The problem is the mutex lock on xenUnifiedPrivatePtr which is held around
xenDomainUsedCpus.
xenUnifiedDomainGetXMLDesc
...
xenUnifiedLock(priv);
cpus = xenDomainUsedCpus(dom);
xenUnifiedUnlock(priv);
...
Unfortunately the introduction of virDomainDefPtr added the following call paths
xenDomainUsedCpus
...
nb_vcpu = xenUnifiedDomainGetMaxVcpus(dom);
return xenUnifiedDomainGetVcpusFlags(...)
...
if (!(def = xenGetDomainDefForDom(dom)))
return xenGetDomainDefForUUID(dom->conn, dom->uuid);
...
ret = xenHypervisorLookupDomainByUUID(conn, uuid);
...
xenUnifiedLock(priv);
name = xenStoreDomainGetName(conn, id);
xenUnifiedUnlock(priv);
...
if ((ncpus = xenUnifiedDomainGetVcpus(dom, cpuinfo, nb_vcpu,
...
if (!(def = xenGetDomainDefForDom(dom)))
[again like above]
Right now, running the GetXMLDesc command for an active Xen domain will lock up
right in the xenUnifiedDomainGetMaxVcpus call.
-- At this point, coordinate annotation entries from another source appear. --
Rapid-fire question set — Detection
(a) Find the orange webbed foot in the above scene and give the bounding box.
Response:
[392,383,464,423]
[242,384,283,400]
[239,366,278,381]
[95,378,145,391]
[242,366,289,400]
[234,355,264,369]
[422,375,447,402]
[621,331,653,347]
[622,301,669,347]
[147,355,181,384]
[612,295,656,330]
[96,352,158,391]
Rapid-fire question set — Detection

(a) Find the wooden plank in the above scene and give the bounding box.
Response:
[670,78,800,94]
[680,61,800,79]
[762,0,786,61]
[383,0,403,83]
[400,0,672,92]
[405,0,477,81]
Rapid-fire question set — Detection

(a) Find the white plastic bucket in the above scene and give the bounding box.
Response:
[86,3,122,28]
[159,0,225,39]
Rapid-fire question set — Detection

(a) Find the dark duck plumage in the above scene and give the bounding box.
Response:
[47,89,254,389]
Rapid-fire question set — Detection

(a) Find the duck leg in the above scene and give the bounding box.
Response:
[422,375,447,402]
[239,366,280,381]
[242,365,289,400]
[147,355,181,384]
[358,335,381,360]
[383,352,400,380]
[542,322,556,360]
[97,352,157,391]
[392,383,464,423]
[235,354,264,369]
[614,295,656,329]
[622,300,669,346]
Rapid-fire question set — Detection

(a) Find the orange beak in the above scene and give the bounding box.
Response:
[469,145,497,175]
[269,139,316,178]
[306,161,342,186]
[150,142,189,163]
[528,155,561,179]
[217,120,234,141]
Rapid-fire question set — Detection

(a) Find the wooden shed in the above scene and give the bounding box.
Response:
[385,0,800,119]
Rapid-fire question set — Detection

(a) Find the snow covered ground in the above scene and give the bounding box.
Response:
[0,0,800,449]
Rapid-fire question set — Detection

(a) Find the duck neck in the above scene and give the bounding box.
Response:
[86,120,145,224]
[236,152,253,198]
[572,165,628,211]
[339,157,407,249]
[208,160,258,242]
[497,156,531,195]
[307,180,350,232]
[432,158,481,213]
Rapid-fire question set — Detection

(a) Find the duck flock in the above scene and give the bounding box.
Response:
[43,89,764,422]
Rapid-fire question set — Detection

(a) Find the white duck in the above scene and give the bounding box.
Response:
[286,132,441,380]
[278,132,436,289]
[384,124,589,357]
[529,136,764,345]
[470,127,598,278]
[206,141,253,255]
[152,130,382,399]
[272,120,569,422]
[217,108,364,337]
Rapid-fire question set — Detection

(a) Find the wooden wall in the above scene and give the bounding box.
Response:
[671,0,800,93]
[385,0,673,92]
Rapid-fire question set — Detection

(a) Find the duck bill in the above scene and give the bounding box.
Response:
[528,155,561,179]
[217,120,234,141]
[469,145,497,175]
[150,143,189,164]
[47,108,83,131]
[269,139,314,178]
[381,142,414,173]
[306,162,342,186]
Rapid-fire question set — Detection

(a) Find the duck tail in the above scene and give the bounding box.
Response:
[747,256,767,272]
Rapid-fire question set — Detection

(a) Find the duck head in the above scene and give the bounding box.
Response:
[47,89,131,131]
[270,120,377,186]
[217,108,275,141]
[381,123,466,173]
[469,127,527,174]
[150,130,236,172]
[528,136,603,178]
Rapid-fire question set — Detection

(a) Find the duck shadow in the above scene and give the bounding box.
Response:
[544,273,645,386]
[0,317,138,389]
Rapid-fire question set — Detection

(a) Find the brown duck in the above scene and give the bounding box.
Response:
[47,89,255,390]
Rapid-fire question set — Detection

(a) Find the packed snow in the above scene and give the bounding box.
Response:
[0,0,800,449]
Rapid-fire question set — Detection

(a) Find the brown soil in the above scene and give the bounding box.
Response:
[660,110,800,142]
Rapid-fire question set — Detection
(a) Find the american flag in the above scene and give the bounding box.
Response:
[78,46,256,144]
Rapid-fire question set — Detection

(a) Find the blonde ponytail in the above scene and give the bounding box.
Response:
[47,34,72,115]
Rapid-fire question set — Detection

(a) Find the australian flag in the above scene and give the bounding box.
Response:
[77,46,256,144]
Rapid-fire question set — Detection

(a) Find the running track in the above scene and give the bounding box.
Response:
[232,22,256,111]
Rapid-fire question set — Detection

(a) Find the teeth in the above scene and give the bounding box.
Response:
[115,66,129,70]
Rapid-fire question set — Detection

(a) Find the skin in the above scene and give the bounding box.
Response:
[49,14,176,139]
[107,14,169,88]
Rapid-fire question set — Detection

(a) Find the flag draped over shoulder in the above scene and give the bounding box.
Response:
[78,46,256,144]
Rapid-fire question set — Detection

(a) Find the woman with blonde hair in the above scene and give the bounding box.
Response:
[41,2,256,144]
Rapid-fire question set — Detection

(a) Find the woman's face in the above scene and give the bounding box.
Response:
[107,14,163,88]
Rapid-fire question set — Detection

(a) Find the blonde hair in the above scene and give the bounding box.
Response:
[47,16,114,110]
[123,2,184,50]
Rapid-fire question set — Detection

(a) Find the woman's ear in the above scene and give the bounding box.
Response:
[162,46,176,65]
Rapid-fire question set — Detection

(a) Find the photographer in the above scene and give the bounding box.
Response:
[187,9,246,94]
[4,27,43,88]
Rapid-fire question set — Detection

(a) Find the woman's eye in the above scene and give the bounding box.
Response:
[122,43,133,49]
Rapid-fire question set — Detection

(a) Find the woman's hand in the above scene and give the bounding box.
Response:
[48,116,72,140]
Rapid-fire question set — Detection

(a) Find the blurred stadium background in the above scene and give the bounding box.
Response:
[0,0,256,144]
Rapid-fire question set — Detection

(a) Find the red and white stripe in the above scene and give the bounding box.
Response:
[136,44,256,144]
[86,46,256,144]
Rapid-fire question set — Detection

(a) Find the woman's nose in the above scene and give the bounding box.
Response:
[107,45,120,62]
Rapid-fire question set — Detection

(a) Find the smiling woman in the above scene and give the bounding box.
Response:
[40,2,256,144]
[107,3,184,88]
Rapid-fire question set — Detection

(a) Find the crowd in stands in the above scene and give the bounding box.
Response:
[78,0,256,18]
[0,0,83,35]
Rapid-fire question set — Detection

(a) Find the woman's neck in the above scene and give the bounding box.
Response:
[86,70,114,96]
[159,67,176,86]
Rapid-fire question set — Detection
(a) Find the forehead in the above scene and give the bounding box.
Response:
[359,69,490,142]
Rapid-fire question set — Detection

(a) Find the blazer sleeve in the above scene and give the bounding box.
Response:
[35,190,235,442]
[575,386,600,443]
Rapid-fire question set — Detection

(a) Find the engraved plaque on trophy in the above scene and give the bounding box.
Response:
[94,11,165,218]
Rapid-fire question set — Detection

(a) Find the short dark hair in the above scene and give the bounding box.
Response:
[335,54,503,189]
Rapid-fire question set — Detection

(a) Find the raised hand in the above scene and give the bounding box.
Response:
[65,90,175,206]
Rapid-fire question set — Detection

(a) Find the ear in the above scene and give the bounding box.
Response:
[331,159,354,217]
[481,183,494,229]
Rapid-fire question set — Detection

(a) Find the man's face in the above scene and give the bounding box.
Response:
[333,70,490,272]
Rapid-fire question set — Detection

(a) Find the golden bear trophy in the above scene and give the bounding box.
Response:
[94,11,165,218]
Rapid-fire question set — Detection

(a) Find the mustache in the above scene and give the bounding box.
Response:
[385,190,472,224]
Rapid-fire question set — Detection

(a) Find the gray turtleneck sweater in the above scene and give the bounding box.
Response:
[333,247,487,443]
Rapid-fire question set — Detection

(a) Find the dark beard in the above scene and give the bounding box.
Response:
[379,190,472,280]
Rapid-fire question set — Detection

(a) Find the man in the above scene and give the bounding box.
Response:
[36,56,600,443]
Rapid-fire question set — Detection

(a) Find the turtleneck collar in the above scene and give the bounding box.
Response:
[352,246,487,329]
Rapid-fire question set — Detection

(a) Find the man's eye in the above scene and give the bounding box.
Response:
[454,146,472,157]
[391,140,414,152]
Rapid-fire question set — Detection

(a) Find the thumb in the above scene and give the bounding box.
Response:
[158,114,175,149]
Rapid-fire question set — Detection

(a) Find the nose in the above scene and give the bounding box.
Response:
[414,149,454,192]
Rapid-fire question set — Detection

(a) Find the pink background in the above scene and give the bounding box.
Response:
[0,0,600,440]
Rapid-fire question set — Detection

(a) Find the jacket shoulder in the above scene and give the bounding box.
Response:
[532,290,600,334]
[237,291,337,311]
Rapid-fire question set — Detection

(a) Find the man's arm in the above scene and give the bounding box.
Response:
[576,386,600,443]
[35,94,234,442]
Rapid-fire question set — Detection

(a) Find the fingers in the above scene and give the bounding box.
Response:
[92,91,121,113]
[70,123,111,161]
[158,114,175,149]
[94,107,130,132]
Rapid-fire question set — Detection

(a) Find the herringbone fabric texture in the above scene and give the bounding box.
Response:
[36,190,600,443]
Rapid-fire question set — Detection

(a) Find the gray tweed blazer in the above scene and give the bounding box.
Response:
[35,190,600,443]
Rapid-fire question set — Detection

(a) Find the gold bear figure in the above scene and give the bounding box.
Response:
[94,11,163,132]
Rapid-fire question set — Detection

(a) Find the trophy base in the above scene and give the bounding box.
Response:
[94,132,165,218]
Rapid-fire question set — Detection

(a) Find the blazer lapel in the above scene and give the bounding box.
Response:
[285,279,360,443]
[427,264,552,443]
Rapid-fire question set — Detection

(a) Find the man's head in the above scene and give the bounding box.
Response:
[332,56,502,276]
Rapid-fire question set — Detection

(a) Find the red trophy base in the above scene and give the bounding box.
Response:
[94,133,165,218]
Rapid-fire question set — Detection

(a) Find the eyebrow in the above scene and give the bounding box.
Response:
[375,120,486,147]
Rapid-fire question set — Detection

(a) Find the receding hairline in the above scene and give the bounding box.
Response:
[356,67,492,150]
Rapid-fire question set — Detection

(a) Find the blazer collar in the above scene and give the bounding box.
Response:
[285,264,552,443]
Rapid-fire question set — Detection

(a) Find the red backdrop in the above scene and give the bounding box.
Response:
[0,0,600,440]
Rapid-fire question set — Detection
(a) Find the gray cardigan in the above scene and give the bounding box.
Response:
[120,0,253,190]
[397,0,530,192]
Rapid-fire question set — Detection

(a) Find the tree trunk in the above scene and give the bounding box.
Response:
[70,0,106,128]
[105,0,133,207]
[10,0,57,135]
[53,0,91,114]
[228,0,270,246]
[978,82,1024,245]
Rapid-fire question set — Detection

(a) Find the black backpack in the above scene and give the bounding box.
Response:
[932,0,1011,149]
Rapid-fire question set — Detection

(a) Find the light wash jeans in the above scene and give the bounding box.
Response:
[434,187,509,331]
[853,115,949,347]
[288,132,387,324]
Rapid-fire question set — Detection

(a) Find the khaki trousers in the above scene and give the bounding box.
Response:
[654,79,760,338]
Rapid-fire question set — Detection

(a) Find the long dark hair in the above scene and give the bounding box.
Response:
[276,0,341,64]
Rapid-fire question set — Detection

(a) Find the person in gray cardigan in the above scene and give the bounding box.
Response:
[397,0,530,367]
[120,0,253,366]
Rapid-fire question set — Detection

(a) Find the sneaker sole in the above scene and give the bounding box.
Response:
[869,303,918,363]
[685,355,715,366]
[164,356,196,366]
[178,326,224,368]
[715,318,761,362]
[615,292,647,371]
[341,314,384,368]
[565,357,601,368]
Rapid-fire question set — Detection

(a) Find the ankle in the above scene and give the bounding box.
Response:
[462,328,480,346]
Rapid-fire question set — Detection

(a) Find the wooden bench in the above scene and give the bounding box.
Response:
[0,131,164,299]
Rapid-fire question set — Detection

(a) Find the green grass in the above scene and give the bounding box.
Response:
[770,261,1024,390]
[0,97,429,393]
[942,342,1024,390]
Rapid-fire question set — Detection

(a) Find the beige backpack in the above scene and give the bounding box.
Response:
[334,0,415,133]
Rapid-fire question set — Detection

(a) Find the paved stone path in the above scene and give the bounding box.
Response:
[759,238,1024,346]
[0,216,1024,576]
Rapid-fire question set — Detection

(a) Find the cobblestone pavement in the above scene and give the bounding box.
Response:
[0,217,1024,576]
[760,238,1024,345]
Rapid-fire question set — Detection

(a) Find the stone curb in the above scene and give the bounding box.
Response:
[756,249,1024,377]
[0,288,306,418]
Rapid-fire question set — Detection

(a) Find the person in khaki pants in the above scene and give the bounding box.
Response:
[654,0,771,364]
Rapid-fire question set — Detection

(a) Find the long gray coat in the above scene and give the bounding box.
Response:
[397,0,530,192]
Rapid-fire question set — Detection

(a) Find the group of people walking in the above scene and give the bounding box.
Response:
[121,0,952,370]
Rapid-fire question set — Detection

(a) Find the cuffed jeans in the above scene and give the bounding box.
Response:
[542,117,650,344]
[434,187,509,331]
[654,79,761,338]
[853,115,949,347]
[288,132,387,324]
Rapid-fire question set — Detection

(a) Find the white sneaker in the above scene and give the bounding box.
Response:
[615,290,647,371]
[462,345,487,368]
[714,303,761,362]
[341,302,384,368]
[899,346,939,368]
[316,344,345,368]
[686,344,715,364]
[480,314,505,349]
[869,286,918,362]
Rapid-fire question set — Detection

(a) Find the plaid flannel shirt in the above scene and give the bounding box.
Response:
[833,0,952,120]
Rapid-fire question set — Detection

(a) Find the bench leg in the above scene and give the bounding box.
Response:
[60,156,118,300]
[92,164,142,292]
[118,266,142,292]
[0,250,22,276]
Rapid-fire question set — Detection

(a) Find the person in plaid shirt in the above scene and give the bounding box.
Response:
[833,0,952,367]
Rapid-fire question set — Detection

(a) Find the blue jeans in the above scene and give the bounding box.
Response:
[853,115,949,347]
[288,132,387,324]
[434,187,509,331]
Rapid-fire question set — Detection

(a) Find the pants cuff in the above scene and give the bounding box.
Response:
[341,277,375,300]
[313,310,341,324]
But any subcall leading to a call
to xenGetDomainDefForDom while holding the xenUnifiedPrivatePtr lock will have
the same fate.
I assume the lock around the xenDomainUsedCpus call is there to ensure all
accesses to the private pointer see consistent data. Otherwise it would be
possible to simply release the lock before the GetMaxVcpus and GetVcpus calls.
If that lock cannot be dropped this feels like a much more painful rework is needed.
What do others think?
-Stefan